ファンダメンタルズ面でも懸念は残る。NVIDIAはGPU生産の大半をTSMCに委ねており、半導体輸入関税が現実味を帯びれば、コスト増圧力は避けにくい。EV/EBITDA(企業価値倍率)は約35倍に達しており、この水準は60%を超える高成長が続いて初めて正当化されるとの見方もある。
■TSMC:先端工程で独占的な地位
TSMCはAIチップ競争の最大の受益企業とみられている。NVIDIAやBroadcom、AMDなど主要半導体メーカーの先端チップの多くは、TSMCの3ナノ、5ナノ工程で生産されている。最先端工程のシェアは90%を超え、事実上の独占状態にある。
高性能チップの値上げ局面でも顧客離れが限定的だったことは、同社の強い価格交渉力を示している。EV/EBITDAは約18倍とNVIDIAを下回り、機関投資家の資金流入も続く。AI競争でどの企業が勝っても、供給を担うTSMCは構造的な恩恵を受けやすいとの見方が出ている。
■Alphabet:TPUでコスト競争力
AlphabetはAIモデルを展開しながら、自社開発のTensor Processing Unit(TPU)によってインフラコストの競争力を確保している。Google Cloudは直近四半期で48%成長し、営業利益率も大きく改善した。NVIDIA製GPUより低コストなTPU戦略が、コスト負担を抑えたい法人顧客を引き付けているという。
ソフトウェア中心の事業構造も強みだ。ハードウェア依存度が相対的に低く、関税リスクの影響を比較的受けにくい。テクニカル面では弱気パターンが形成されたものの、資金フロー指標は機関投資家の押し目買いの可能性を示している。
■Broadcom:推論需要拡大の恩恵
Broadcomは、AIの学習向けではなく推論市場の拡大による恩恵が期待される銘柄とされる。大規模モデルを実サービスに組み込む段階では、特定用途向け集積回路(ASIC)がGPUに比べ、電力効率とコストの両面で優位に立ちやすい。
同社はGoogleやMetaなど大手テック企業向けにASICを設計しており、AI需要の拡大を追い風としている。チャート上では逆ヘッド・アンド・ショルダーが形成されており、反転の可能性も指摘されている。
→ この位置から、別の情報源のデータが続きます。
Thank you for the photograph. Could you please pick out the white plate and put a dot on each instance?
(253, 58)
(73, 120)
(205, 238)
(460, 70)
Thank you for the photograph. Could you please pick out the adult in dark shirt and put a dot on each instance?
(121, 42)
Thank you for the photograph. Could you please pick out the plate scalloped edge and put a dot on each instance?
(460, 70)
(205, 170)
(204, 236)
■高リスク銘柄:Palantir Technologies
Palantir Technologiesは、AIを実際の売上成長に結び付けている代表的なソフトウェア企業の一つとされる。直近四半期の売上高は前年同期比70%増となり、米国商業部門の伸びも大きい。
もっとも、PER(株価収益率)は200倍を超えており、バリュエーションの高さは大きなリスク要因だ。成長率が市場期待に届かなければ、株価変動が一段と大きくなる可能性がある。